A watchlist is a treasure chest – cultivate great stocks and wait for opportunities to present themselves. But every so often, great stocks turn into not-so-great ones.
What turns a good stock, bad? Among many things, two significant factors can be:
- The company fundamentals change
- A trending chart stops trending
Today, let’s focus on when a trending chart stops trending. Sideways charts are the worst to deal with – too many mixed signals and false breakouts/breakdowns. Personally, when I see a sideways trending chart, they are the first to be cut from a watchlist.
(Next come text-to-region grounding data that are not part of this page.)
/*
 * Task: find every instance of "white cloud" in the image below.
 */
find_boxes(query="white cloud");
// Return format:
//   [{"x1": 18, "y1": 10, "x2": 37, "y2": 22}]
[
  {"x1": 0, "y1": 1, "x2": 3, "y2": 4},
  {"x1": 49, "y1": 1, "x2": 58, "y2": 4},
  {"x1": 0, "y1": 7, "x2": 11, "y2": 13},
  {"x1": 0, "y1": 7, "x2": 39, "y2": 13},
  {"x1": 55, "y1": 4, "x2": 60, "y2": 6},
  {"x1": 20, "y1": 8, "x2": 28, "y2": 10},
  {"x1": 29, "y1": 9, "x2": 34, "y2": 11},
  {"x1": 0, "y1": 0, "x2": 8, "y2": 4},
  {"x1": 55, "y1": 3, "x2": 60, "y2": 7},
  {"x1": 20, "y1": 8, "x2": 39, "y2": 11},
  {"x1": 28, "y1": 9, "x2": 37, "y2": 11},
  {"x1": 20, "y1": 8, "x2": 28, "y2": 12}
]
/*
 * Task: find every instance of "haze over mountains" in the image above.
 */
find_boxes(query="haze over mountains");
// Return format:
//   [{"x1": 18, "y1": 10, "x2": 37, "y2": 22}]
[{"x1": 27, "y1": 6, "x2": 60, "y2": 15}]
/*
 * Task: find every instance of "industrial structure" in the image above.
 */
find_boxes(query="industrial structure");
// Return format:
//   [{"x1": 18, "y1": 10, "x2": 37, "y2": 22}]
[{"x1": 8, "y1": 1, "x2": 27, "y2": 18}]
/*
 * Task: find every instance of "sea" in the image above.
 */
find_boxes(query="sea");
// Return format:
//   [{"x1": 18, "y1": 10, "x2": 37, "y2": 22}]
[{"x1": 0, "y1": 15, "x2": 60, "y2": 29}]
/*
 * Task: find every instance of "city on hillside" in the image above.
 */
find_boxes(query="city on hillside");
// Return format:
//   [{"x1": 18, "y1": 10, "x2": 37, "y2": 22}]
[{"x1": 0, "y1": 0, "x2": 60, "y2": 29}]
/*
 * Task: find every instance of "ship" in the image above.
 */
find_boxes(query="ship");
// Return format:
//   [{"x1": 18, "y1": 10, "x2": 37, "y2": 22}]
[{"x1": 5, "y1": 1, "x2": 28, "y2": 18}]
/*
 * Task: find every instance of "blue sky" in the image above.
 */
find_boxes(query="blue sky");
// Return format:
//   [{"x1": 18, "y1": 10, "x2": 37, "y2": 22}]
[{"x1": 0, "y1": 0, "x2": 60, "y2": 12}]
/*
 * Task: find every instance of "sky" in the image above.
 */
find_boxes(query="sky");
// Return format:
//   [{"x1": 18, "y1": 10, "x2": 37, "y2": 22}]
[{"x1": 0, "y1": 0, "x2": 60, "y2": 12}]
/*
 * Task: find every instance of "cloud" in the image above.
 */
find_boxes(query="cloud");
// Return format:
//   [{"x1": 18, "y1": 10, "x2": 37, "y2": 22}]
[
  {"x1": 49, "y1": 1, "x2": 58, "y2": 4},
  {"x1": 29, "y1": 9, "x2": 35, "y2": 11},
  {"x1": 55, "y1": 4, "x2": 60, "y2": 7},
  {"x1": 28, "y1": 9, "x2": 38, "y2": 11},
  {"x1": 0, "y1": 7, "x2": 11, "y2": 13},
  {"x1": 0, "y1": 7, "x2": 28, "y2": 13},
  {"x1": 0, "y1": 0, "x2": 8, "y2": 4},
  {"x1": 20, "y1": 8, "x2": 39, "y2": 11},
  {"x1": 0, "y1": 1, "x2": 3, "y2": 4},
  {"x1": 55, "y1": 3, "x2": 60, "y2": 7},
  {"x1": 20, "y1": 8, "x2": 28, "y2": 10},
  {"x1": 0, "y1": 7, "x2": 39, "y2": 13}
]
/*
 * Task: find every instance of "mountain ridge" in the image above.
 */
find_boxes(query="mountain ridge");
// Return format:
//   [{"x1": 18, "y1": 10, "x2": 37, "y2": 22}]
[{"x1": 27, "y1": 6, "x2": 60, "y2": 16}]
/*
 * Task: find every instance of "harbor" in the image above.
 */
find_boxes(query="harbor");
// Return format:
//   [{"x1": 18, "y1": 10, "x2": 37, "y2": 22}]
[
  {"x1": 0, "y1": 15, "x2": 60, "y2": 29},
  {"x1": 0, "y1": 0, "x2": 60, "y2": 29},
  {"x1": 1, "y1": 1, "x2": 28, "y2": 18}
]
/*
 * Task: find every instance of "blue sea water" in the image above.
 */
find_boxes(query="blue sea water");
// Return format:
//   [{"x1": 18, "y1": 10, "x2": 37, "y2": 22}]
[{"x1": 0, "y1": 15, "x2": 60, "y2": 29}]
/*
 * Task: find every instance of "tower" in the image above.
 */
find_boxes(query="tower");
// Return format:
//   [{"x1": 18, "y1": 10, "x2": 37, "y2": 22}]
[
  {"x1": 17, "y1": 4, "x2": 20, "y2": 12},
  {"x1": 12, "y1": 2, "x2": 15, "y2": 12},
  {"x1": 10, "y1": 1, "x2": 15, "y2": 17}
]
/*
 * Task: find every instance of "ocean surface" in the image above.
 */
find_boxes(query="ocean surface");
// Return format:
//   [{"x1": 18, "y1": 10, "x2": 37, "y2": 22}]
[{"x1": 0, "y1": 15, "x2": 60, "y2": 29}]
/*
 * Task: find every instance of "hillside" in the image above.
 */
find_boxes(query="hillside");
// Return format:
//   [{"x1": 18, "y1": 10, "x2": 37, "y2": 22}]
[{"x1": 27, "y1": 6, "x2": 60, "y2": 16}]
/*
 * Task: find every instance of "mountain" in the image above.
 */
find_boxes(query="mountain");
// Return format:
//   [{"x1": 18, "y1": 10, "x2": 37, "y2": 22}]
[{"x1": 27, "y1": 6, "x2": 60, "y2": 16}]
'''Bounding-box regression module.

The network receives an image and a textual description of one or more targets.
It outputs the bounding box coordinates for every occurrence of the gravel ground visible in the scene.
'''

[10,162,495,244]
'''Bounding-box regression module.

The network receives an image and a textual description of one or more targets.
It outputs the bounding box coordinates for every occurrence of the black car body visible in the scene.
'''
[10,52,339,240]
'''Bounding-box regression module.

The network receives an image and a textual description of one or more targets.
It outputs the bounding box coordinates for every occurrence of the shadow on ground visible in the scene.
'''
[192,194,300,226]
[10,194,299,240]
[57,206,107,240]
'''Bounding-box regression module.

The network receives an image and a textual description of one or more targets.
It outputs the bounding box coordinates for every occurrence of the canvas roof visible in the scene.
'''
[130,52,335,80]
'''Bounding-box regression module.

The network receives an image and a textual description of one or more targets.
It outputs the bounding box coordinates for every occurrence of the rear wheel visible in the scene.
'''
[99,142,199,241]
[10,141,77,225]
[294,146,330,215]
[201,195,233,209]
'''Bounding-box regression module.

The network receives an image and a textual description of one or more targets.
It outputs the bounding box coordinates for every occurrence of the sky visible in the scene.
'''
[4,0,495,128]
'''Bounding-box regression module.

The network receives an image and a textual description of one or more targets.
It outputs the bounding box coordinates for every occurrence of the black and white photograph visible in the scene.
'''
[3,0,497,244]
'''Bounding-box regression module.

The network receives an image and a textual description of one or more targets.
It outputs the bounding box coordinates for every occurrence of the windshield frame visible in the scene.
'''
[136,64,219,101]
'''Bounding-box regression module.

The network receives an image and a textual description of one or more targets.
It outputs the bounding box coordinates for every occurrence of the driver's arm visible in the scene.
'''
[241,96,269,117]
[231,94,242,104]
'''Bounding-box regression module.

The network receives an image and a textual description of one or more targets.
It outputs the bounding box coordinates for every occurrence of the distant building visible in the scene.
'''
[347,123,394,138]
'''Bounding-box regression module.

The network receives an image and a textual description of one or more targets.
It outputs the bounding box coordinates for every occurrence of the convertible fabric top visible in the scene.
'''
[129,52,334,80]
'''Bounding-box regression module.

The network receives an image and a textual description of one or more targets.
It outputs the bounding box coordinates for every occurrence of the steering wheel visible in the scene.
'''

For example, here is a 10-year chart, and at first glance, price appears to be uptrending as the lows are making higher lows. We can draw a clean trendline touching the lows of 2009, 2012, and 2016 and as recently as 2019.
But is this an uptrending chart? A trend should be where the lows are getting higher, but the highs should be making higher highs. Sure, we can see how the price is making slow ascending levels. But let’s take a look at the rate of ascent. I’ve drawn the circles around the lows and the highs.
But to make things easier let us connect the circles, and we can start to see how the upper and lower channel lines are converging – creating a wedge, where the width is broader towards the left-hand side of this chart, and slowly narrows as we move towards the right-hand side of this chart.
While the stock is on my watch list, I would rather wait for a breakout either to the upside or downside as the price gets closer to the apex of the wedge. With that being said, I would want to keep following up on this chart to see how the story unfolds and how the price eventually breaks out – and more importantly, if there is an opportunity.